The UK government has enlisted Palantir, a US big data firm founded by Peter Thiel, and Faculty, a startup that specializes in professional data science strategy, software and skills training to combat the spread of COVID-19. While this may mobilize concern about privacy issues, it should be noted that collecting big data including private health data from the general population is necessary for governments to make informed decisions on how to halt the spread of COVID-19, discern which members of society are most vulnerable, and learn which treatment options are the most effective.
Palantir understands there is cause for concern with user privacy which is why they released an outline of their best practices for using data during a crisis.
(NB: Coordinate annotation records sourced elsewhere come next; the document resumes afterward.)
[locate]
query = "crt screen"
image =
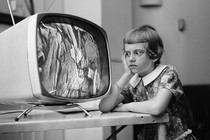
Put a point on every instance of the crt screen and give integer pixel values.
(68, 61)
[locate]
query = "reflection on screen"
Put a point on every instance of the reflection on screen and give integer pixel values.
(68, 61)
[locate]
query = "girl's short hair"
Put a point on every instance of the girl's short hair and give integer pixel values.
(146, 34)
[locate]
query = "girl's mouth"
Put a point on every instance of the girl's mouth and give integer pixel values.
(133, 66)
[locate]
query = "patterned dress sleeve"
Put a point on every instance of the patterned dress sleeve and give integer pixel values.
(170, 80)
(128, 97)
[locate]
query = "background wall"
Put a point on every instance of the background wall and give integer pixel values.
(189, 50)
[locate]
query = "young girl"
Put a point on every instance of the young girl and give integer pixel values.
(148, 86)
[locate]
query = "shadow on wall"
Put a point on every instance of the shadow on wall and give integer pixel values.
(198, 110)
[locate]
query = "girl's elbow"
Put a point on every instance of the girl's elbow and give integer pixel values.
(157, 110)
(104, 108)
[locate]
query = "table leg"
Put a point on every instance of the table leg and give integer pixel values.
(162, 133)
(114, 132)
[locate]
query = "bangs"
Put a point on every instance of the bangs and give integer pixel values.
(134, 37)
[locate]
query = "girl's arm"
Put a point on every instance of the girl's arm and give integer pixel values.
(114, 97)
(155, 106)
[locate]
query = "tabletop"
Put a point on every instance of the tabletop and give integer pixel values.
(41, 120)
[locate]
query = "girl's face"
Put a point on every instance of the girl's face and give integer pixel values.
(137, 59)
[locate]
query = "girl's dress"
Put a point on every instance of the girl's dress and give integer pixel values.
(141, 89)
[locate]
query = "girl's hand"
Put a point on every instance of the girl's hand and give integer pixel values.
(126, 68)
(121, 108)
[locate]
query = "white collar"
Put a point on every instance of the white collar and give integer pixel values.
(149, 77)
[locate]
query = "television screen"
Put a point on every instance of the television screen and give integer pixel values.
(59, 58)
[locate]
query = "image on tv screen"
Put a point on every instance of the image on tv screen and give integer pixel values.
(68, 61)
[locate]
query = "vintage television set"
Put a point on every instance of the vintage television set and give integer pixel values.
(54, 59)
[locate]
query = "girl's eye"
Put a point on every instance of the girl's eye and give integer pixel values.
(139, 52)
(127, 54)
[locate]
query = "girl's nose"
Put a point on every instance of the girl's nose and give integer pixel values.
(132, 58)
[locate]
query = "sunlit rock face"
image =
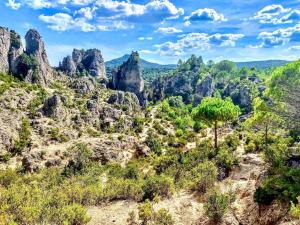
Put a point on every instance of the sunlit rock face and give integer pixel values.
(84, 62)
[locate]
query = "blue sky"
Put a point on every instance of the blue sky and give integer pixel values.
(162, 30)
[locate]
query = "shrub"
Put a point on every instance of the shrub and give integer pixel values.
(163, 217)
(158, 186)
(148, 216)
(24, 138)
(217, 205)
(57, 136)
(73, 214)
(204, 176)
(122, 189)
(154, 144)
(146, 212)
(138, 124)
(295, 209)
(80, 158)
(226, 159)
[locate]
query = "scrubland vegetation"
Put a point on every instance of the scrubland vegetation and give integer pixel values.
(62, 195)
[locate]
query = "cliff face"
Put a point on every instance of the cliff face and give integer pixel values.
(35, 48)
(4, 49)
(30, 65)
(89, 62)
(128, 77)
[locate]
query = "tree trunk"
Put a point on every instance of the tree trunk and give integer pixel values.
(216, 134)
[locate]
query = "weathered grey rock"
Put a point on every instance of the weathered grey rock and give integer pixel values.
(83, 85)
(53, 107)
(4, 49)
(35, 48)
(204, 89)
(15, 51)
(126, 100)
(128, 77)
(89, 62)
(31, 163)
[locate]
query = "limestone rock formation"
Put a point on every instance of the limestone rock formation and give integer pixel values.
(53, 106)
(4, 49)
(204, 89)
(128, 77)
(89, 62)
(35, 48)
(30, 65)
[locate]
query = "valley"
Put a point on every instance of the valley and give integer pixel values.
(196, 143)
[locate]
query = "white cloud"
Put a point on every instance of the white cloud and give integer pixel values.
(145, 38)
(296, 48)
(108, 25)
(279, 37)
(277, 14)
(87, 12)
(206, 15)
(63, 22)
(116, 14)
(196, 41)
(13, 4)
(168, 30)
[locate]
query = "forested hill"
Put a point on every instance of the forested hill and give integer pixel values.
(262, 64)
(145, 64)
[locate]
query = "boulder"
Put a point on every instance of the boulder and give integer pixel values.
(204, 89)
(125, 100)
(53, 106)
(4, 49)
(83, 85)
(128, 77)
(41, 72)
(89, 62)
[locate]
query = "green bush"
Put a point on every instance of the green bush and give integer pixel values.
(138, 124)
(217, 205)
(204, 176)
(57, 136)
(158, 186)
(154, 144)
(80, 159)
(226, 159)
(24, 138)
(163, 217)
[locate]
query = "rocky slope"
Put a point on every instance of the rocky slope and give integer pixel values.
(128, 77)
(84, 62)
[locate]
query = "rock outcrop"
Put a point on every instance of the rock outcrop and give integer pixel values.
(4, 49)
(204, 89)
(30, 65)
(40, 71)
(128, 77)
(89, 62)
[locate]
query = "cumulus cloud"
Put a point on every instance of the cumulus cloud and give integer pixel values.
(168, 30)
(279, 37)
(205, 15)
(277, 14)
(116, 14)
(145, 38)
(63, 22)
(196, 41)
(13, 4)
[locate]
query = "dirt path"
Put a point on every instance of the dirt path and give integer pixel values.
(185, 208)
(147, 127)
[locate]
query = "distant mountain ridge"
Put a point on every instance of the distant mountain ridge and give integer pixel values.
(262, 64)
(145, 64)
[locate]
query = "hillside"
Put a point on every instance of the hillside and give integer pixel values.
(262, 64)
(145, 64)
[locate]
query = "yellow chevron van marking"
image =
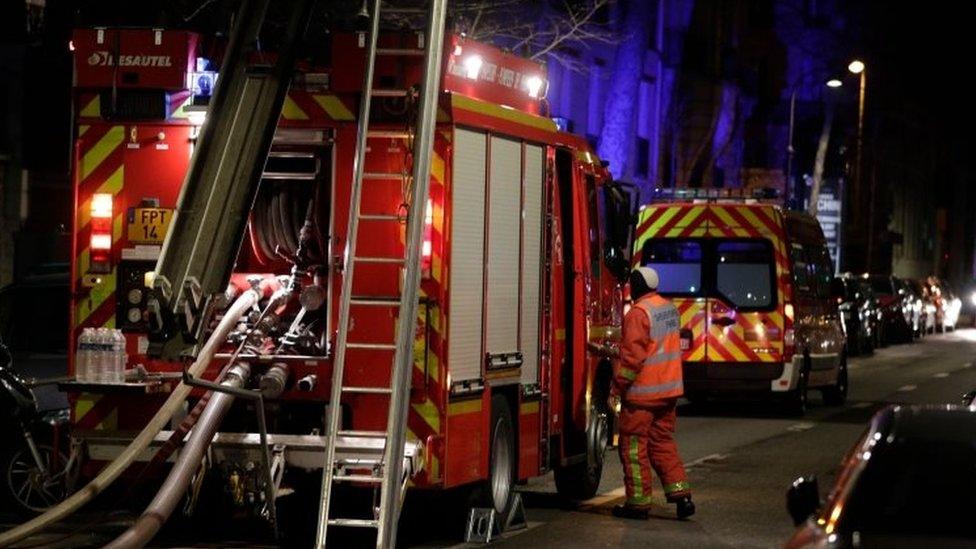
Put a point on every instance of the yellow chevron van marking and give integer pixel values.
(291, 111)
(108, 143)
(333, 107)
(92, 110)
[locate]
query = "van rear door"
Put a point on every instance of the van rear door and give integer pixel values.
(743, 322)
(679, 263)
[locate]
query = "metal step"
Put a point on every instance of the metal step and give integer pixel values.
(368, 479)
(303, 176)
(371, 346)
(354, 523)
(390, 93)
(400, 51)
(362, 434)
(387, 134)
(375, 301)
(368, 390)
(366, 259)
(384, 176)
(380, 217)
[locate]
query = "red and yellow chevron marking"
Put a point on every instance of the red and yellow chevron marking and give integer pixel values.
(692, 313)
(99, 169)
(427, 415)
(304, 106)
Palantir stated: “Knowing how to competently apply data science to the right set of problems will serve as a critical asset for augmenting and enhancing comprehensive strategies to battle this public health crisis”, this is undeniably true.
They also stated the following which is an acknowledgment of the precarious risk society embarks upon accessing this type of big data sharing: “Rich data sources often inspire unanticipated — even rogue — analyses. Establish and enforce collective ground rules on how the data should be used and who should have what levels of access to, and use of, data. Misuse of data can result in public mistrust in institutions. Even the most well-meaning of problem solvers sometimes are blinded to the risks of the solutions they create.”
What type of data is the UK government collecting? Currently, the appropriate data which is needed to tackle the COVID-19 challenge. As reported by Guardian, current anonymized data includes gender, protected health information, Covid-19 test results, the contents of people’s calls to the National Health Service (NHS), health advice line 111 and clinical information about those in intensive care.
While data privacy should be anonymized so it can never be traced to a specific individual, we need this data for machine learning systems to analyze. Deep learning systems use this type of big data to identify patterns, and data points which are overlooked by humans. Something as trivial as gender, may reveal important insights, an example could be that diabetic men are a more vulnerable segment of the population than diabetic women. Certain treatment options may work better for different age groups, genders, genetic backgrounds, etc.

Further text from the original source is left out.